Salgının mülteci hakları açısından da çok ciddi etkileri olacağı muhakkak. Ne BM Mülteciler Yüksek Komiserliği ne Göç İdaresi ne de BM’nin MYK Türkiye Ofisi mültecilerin durumuyla ilgili düzgün bir öneride bulundu. Dünyadaki insan hakları mekanizmalarının kendilerini sınadığı bir dönem bu.

Pandemiden hemen önce, İçişleri Bakanlığı, sığınmacı ve mültecilerin Batı ülkelerine gitmeye çalışması halinde müdahalede bulunmayacaklarını, “kapıları açtığını” duyurmuştu. Şu an durum ne?

Açık sınır politikası Suriyelileri, yani geçici koruma altında bulunan sığınmacıları çok fazla etkilemedi. Biz alanda da bunun tespitini yaptık, Çeşme’de ve Suriyelilerin çok yoğun yaşadığı İzmir’in Basmane gibi semtlerinde bire bir görüşmelerde bulunduk. Sınıra gidenlerin çok büyük kısmı Suriyeliler dışındaki mültecilerdi. Sınıra gelen yahut getirilenler de zaten ilk birkaç gün sonra aslında bu kapıların açık olmadığını, Yunanistan’ın kendilerini çok sert bir politikayla geri ittirdiğini gördüler.
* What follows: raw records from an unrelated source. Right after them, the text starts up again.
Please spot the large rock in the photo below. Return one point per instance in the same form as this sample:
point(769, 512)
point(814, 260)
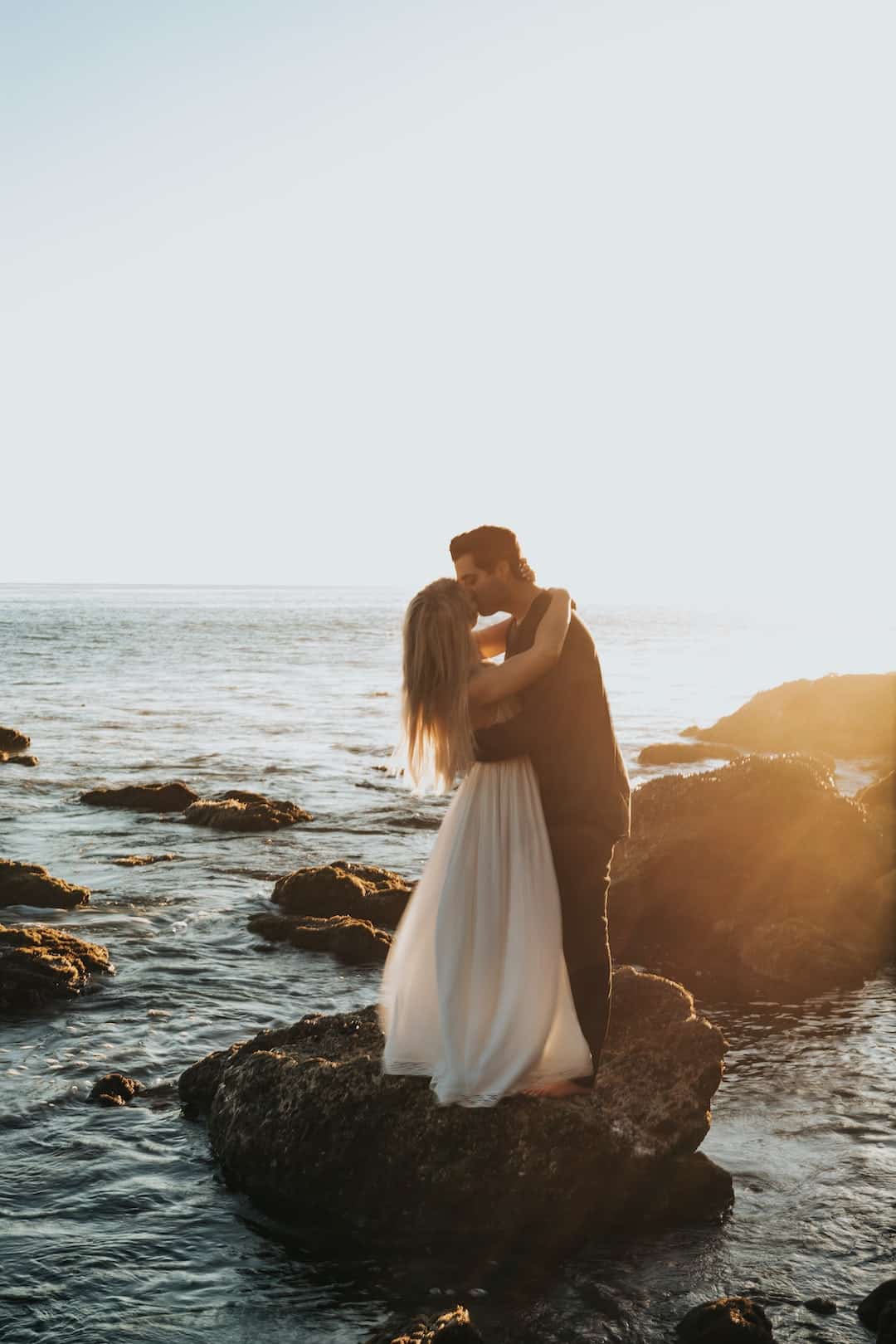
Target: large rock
point(846, 717)
point(759, 874)
point(241, 811)
point(30, 884)
point(143, 797)
point(304, 1120)
point(42, 964)
point(14, 741)
point(353, 941)
point(344, 889)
O zaman da çoğu geri dönmeye başladı. Geri dönüşler salgından önce de başlamıştı. Bu sığınmacıların bir kısmının kayıtlı oldukları yerlere, bir kısmının da gitmek istedikleri yerlere taşındığı söylendi. 

Şu an sınır dışına gönderme var mı?

Göç İdaresi Genel Müdürlüğü’nün, sınır dışına gönderme işlemlerinin yapılmayacağı yönünde açıklaması var. Bize iletilmiş bir sınır dışı işlemi de şu dönemde yok. Aslında Geri Gönderme Merkezleri’nin nihai amacı merkezde tutulanları geri göndermek, sınır dışı etmektir. Sınır dışı edilene kadar orada tutulurlar. Ama şu anda sınır dışı işlemleri durdurulmuş durumda.

İzmir Barosu, Geri Gönderme Merkezleri ve dışarıda olan mültecilerle ilgili tedbir önerileri yapmıştı. Ulusal ve uluslararası mekanizmalar, salgın sürecinde mülteci hakları konusunda nasıl işliyor?

Salgının mülteci hakları açısından da çok ciddi etkileri olacağı muhakkak. Ne Birleşmiş Milletler Mülteciler Yüksek Komiserliği ne Göç İdaresi ne de BM’nin MYK Türkiye Ofisi mültecilerin durumuyla ilgili düzgün bir öneride bulundu. Açıklamalara bakın, sadece kadın hakları ve çocuk hakları açısından açıklamalar var. Bu çok dar bir çerçeve. BMMYK’nın Türkiye Ofisi mesela, Geri Gönderme Merkezleri ile ilgili hiçbir açıklama yapmıyor. Bu sadece baroların işi değil. Dünyadaki insan hakları mekanizmalarının kendilerini sınadığı bir dönem bu. İyi bir sınav da verilmiyor. Birleşmiş Milletler İnsan Hakları Ofisi, “Salgın, insan hakları mekanizmalarını sınıyor” dedi ve dezavantajlı gruplara gönderme yaptı. En dezavantajlı gruplardan biri de mültecilerdir. Bu insanların yaşam koşulları kamuoyunda işlendiği gibi değil. Çoğunun evi, yiyecek yemeği yok.